I had to manually dig out cookies from chrome, but it seems to work now, but one question, what class are you looking for? It seems that you are trying to find a class in which the maximum number of pages is written and parse them all in turn.
In short, your code works, you just take the wrong one , tried to manually catch it, but it didn’t work. On fast it will be selenium. And for parsing already use the class.
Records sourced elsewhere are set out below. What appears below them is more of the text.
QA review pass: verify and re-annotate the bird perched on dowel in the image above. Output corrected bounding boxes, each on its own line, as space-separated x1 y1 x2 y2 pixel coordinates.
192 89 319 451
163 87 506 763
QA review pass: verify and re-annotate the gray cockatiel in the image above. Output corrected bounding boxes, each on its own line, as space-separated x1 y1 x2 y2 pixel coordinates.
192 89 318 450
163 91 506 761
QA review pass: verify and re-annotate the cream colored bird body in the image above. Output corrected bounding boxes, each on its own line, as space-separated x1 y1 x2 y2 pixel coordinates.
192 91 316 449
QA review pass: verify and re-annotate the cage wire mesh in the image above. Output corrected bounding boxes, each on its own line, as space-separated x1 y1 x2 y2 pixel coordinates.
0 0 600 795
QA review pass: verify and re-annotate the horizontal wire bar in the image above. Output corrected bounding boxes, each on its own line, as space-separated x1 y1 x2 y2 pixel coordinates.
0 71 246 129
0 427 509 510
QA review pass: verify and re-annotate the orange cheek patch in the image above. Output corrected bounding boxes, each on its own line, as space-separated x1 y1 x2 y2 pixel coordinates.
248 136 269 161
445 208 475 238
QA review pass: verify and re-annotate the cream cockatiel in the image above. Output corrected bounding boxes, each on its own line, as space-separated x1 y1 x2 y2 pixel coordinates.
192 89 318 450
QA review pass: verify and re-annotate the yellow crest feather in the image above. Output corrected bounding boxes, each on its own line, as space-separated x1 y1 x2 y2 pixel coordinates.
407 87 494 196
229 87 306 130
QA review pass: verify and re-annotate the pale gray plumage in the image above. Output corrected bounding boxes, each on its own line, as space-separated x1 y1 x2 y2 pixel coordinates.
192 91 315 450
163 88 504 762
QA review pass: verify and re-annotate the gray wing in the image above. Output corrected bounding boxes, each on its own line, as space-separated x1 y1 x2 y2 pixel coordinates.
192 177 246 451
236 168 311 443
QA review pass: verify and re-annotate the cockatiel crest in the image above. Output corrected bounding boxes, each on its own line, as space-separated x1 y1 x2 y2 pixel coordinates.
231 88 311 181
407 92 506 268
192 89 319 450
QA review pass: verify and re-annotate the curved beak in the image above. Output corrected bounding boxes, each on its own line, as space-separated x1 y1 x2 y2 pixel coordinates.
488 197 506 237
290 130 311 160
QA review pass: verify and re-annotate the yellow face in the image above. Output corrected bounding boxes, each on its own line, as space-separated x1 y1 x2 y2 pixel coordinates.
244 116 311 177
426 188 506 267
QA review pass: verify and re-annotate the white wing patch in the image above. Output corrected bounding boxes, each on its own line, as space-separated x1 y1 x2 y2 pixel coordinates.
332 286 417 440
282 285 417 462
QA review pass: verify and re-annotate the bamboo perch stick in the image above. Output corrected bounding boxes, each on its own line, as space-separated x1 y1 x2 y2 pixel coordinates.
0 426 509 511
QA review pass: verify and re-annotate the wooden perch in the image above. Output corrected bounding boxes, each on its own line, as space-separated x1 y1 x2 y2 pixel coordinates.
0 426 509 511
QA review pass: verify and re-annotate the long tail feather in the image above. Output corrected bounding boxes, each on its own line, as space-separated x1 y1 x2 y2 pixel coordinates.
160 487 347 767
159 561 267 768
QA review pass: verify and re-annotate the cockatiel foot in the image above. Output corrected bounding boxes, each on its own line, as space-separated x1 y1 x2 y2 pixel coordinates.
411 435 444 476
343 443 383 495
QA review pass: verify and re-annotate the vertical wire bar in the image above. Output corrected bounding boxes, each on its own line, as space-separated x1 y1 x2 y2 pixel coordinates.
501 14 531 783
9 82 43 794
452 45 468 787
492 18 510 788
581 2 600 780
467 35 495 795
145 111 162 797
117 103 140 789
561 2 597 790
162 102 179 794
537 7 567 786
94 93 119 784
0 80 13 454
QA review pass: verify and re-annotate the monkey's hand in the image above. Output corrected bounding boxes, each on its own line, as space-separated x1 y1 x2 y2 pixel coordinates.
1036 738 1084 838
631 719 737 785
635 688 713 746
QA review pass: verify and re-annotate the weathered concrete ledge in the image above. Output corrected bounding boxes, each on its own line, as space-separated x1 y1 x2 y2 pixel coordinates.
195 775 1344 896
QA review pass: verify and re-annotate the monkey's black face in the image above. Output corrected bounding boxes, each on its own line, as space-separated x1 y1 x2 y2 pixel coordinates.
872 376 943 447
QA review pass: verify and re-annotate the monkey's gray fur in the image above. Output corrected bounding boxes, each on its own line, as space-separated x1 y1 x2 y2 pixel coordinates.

And if I offer you to simply parse them in a multithread.<a>

import requests
from multiprocessing.dummy import Pool as ThreadPool 

url = 'https://lolz.guru/online/?type=registered&page='
# Не забудь хедеры и куки прикрутить, а то точно работать не будет
urls = [url+str(i) for i in range(1,8)]# С первой по максимальную страницу
print(urls)

def get_url(url):
    r = requests.get(url)
    print(r.text)

pool = ThreadPool(20) # Кол-во потоков - по числу ядер, но можно забить и больше, просто работать будет по кол-ву ядер
results = pool.map(get_url, urls)
pool.close() 
pool.join()

S

Sergey Karbivnichy, 2021-03-31
@hottabxp

1) As an option, it's better to write code in python's native language. It will work better if the line: lxml is replaced by lxml 2)
main_text = BeautifulSoup(page_count.text,'лксмл')

result = main_text.find_all('a',_class="")[81].get_text()

I have an IndexError here, most likely due to the fact that the cookie.txt file is empty. This is not a very good method of finding links.